Advocates say the city’s Department of Correction has been struggling to provide adequate reentry services and programs to detainees at Rikers Island.
This started when the DOC ended its $17 million contract with five nonprofits that had initially been doing the work. Instead, the agency decided to provide the programming itself.
However, hundreds of detainees have since received less access to these programs than before, according to the Mayor’s Management Report.
Earlier this year, the Adams administration announced it would dedicate $14 million to the DOC to restore some programming, but advocates and critics say this is too little too late.
The CEO of the Fortune Society, Stanley Richards, who is formerly incarcerated and recently worked at the Department of Correction, and Jonathan Monsalve, the interim president and CEO of the Osborne Association, sat down with Errol Louis on “Inside City Hall” Thursday to talk more about the work their nonprofits do and why it’s necessary that funding be restored.
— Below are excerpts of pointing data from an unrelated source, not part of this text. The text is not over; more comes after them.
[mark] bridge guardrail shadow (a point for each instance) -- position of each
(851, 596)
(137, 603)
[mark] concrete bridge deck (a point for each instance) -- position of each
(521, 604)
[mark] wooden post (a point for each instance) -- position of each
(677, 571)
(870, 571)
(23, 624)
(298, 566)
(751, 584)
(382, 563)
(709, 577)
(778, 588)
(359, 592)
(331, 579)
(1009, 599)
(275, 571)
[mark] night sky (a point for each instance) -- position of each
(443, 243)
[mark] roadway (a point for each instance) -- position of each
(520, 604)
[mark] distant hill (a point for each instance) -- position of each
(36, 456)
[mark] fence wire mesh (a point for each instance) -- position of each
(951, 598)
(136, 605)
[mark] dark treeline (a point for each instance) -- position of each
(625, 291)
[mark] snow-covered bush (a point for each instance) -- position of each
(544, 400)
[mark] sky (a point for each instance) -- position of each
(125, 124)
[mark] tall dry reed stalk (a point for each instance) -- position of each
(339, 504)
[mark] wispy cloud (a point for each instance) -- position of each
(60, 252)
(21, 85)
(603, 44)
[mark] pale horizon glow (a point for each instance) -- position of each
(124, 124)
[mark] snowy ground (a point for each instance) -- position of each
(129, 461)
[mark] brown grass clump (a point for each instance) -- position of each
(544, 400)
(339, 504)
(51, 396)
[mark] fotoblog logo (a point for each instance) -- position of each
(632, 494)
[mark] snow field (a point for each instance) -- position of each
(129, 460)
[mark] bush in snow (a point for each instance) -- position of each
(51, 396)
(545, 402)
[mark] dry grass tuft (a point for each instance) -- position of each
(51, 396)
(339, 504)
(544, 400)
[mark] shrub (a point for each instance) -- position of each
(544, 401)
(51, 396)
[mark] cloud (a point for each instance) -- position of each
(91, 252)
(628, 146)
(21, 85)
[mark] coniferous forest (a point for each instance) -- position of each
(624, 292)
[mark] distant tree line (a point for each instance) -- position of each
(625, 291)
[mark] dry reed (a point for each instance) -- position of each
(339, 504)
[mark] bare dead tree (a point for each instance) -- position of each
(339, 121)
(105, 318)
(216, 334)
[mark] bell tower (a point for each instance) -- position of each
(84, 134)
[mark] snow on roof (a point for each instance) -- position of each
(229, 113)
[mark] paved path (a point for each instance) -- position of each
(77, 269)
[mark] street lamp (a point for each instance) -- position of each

“When people engage to a point where they have some hope that tomorrow is going to be better than today, that the future is going to be better than their past, that breeds a kind of calmness,” Richards said. “Without those services, people are feeling disconnected, people are feeling hopeless. And when people feel hurt, hurt people hurt.”
“A lot of what we do is geared toward supporting people while they’re in the inside, but also when they come home,” Monsalve said. “We’re from these communities, and we want to make sure that we’re there to help them transition back to the community successfully when they’re able to come home.”